Loading Events

Her Face

10 January - 8 February

Free

EVENT DESCRIPTION

In the contemporary order of existence, what can women become? “One is not born, but rather becomes, a woman.” – Simone de Beauvoir, The Second Sex to “There is no gender identity behind the expressions of gender; that identity is performatively constituted by the very ‘expressions’ that are said to be its results.” – Judith Butler, Gender Trouble, the discussion on reshaping womanhood finds expression in the works of Huang Jia (Julia) and Fan Zhen.

The exhibition “HER FACE” does not generate female narratives through specific female portraits or visual stories. Instead, Huang Jia uses minimalist lines and shapes to layer traces of life and threads of time on the canvas. Fan Zhen depicts the world through dots, shapes, and light, connecting her heart to the imagery. Through their works, they articulate the diverse representations of themselves and of women. Women are no longer different paradigms of “puppets”; countless women will generate endless female “appearances.”

Huang Jia’s work marks a turning point around 2004. Her early creations focused on depicting the physical and psychological characteristics of women, characterized by young, bald female figures. She explored the ambiguity of identity through a female gaze that contemplates both the self and the other.

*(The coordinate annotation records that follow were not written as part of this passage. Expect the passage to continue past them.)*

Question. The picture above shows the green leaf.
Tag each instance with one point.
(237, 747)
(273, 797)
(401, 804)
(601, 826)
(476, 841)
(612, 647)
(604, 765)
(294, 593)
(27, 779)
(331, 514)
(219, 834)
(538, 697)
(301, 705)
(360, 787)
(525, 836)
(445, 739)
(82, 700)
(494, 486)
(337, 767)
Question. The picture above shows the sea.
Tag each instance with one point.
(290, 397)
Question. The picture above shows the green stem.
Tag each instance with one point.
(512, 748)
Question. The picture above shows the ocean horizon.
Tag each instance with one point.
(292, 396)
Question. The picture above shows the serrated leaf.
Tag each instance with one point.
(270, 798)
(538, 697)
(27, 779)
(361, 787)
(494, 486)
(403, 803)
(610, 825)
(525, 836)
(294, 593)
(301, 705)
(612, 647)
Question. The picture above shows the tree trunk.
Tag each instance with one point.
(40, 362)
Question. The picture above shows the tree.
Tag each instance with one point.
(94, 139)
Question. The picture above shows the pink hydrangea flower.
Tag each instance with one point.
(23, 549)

In her later works, she gradually shifted to the most basic lines, shapes, raised stitches, and monochromatic surfaces, using simple language to explore the rules of human visual perception and to express her abstract views alongside the expectations, attention, and memories of individual life.

Stitches have become Huang’s feature, which she derived from Enrico Castellani and the customs of a village in Southeast Asia. “When a relative passes away, the local people sew the image of the deceased using white cloth and thread as a memorial. This deeply moved me, so I adopted this idea of thread, but it is not actual sewing; instead, it is built up with paint and time.”

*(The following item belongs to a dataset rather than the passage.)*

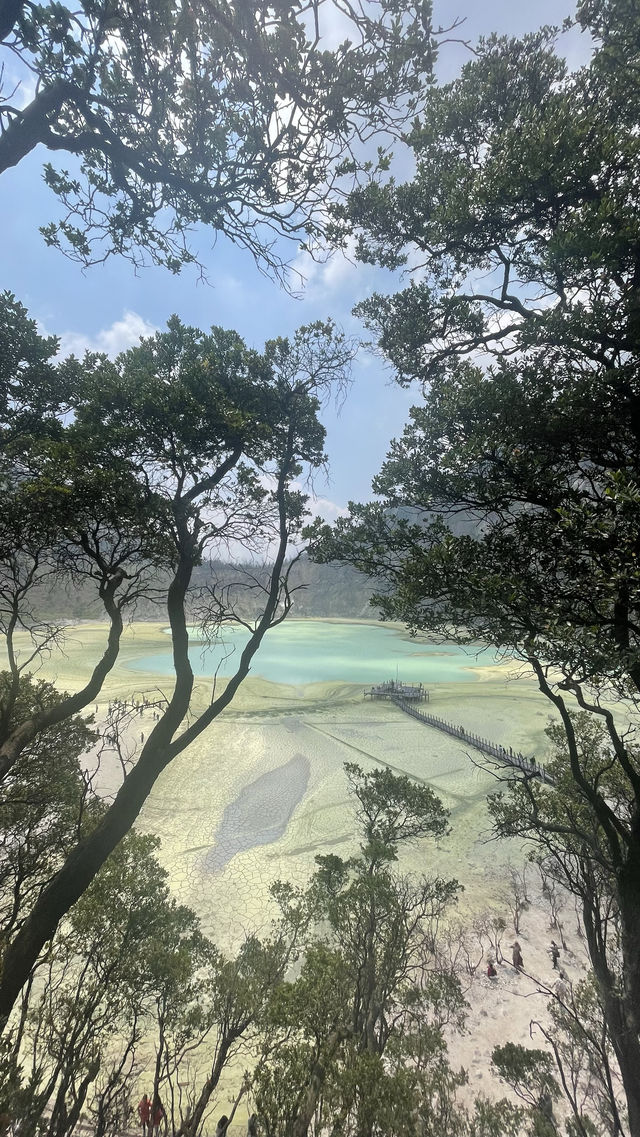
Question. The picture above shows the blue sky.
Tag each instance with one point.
(108, 307)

The repetitive application causes the “lines” and “shapes” to gradually protrude from the flat canvas, as if the fabric collaged on the surface and the stitching together creates a new composition. Huang virtualizes and deconstructs these elements, which are often seen as feminine, and by using the rules of human visual perception, she tells the audience that all forms are illusory.

Fan Zhen’s artistic creation is inextricably linked to her own experiences. She uses dots as the primary element in her works, influenced by Yayoi Kusama and by a dotted world that has always existed in her memory “The world I saw when I was a child was also dotted.”

The dotted surfaces create a unique sense of fading; during the creative process, the artwork is repeatedly exposed to sunlight, causing the colors on the canvas to blend and overlap continuously. Under the influence of time, this resembles the formation of countless cycles. This allows viewers to enter a meditative experience, as each dotted shape in the artwork is a unit that composes the world while also representing an independent small world within the three thousand realms, with countless points and endless variations.